The decision by Maersk Line not to exercise an option to order another 10 mega-containerships with capacities of 18,000 20-foot equivalent units was no surprise considering overcapacity on the Asia-Europe trade, said a container shipping analyst.
“That had been implied quite a while ago,” said Martin Dixon, editor of Drewry’s Container Freight Rate Insight. “There’s too much capacity, and demand on the Asia-Europe trade where those vessels would have been deployed is slowing.”
Maersk Line ordered 10 Triple-E ships a year ago this month from South Korea’s Daewoo Shipbuilding and Marine Engineering. The world’s largest container line also had an option to order another 20 of the ships, and later exercised its option to order 10 of them.

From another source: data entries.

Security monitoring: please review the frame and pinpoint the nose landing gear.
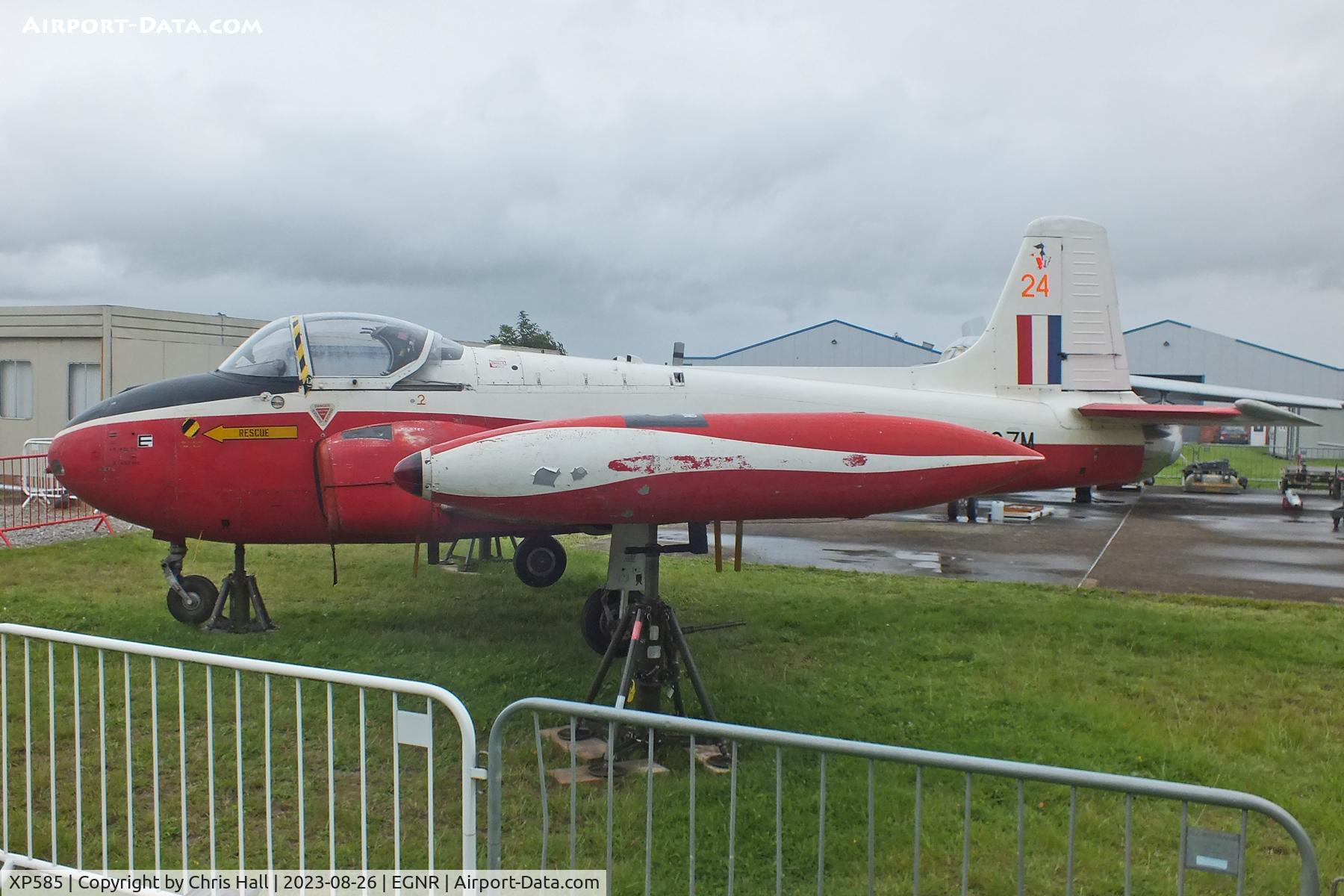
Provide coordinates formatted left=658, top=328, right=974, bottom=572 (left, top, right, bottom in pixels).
left=161, top=541, right=276, bottom=634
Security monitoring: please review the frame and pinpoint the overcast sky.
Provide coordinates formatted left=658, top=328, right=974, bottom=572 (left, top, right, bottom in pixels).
left=0, top=0, right=1344, bottom=364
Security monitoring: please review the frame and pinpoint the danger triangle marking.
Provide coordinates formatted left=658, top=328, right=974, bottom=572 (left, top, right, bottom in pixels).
left=308, top=405, right=336, bottom=430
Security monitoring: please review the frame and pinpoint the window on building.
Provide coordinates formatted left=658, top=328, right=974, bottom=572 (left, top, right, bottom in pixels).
left=66, top=364, right=102, bottom=420
left=0, top=361, right=32, bottom=419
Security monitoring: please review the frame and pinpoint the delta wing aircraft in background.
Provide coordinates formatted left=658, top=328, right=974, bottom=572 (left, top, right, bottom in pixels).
left=50, top=217, right=1305, bottom=641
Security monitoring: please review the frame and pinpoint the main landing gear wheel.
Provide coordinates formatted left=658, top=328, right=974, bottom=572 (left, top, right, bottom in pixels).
left=168, top=575, right=219, bottom=626
left=514, top=535, right=567, bottom=588
left=579, top=588, right=630, bottom=657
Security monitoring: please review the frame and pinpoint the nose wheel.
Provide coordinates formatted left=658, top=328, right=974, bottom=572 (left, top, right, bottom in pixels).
left=168, top=575, right=219, bottom=626
left=163, top=541, right=276, bottom=632
left=514, top=535, right=567, bottom=588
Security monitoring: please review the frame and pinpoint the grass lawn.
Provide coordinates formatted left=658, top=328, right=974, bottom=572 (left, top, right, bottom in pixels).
left=1156, top=445, right=1344, bottom=489
left=0, top=535, right=1344, bottom=893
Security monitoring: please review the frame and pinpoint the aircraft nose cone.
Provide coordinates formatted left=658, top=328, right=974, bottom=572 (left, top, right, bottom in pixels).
left=393, top=451, right=425, bottom=497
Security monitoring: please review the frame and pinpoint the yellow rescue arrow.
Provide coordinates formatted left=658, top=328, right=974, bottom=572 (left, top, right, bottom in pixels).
left=205, top=426, right=299, bottom=442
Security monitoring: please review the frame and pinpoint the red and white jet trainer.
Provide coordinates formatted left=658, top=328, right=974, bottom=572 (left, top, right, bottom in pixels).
left=50, top=217, right=1301, bottom=631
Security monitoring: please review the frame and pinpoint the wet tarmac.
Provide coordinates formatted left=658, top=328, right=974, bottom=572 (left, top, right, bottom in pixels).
left=662, top=488, right=1344, bottom=603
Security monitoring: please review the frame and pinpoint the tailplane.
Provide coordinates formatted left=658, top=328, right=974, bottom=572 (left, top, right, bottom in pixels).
left=919, top=217, right=1130, bottom=393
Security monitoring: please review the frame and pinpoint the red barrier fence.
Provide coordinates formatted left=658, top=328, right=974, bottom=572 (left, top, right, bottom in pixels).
left=0, top=439, right=111, bottom=548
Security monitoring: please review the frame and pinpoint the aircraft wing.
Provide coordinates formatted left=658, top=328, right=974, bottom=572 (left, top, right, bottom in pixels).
left=1078, top=400, right=1320, bottom=426
left=1129, top=376, right=1344, bottom=411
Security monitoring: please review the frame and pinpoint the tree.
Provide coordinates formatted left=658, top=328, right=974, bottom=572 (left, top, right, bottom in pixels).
left=485, top=311, right=564, bottom=355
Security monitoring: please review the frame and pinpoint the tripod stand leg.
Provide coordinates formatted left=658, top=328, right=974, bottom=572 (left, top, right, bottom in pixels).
left=583, top=603, right=633, bottom=703
left=668, top=607, right=718, bottom=721
left=615, top=607, right=644, bottom=709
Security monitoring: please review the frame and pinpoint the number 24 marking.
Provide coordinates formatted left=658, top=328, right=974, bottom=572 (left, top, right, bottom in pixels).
left=1021, top=274, right=1050, bottom=298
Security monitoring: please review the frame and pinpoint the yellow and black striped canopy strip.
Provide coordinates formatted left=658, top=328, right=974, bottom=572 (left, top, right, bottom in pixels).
left=289, top=316, right=313, bottom=383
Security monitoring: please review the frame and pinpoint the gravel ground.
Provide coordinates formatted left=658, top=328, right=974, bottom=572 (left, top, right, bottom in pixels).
left=0, top=517, right=144, bottom=551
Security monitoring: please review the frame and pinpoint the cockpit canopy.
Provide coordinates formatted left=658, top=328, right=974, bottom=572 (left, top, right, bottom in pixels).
left=219, top=311, right=462, bottom=388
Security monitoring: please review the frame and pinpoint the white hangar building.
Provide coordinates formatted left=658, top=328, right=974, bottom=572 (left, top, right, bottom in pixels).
left=685, top=320, right=939, bottom=367
left=685, top=320, right=1344, bottom=455
left=0, top=305, right=266, bottom=454
left=1125, top=320, right=1344, bottom=454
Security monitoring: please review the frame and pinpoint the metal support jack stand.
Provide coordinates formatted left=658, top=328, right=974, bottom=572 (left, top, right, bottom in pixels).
left=446, top=535, right=517, bottom=572
left=561, top=524, right=744, bottom=777
left=205, top=544, right=276, bottom=634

If Maersk had exercised its option to order the last 10 of the 30 so-called Triple-E ships, those ships would have been delivered around 2015.
Dixon said there are reports that other lines looking to hold back orders going into 2013. “Demand is unlikely to be strong on that trade in the two years ahead,” he said.
When Maersk announced on Feb. 17 that it would reduce capacity on the Asia-Europe trade by 9 percent, Maersk said it would “not declare” its option for the last 10 Triple-E ships. Maersk also said it will consider additional opportunities to reduce capacity, including redelivery of time charter tonnage, the use of lay-ups and slow-steaming.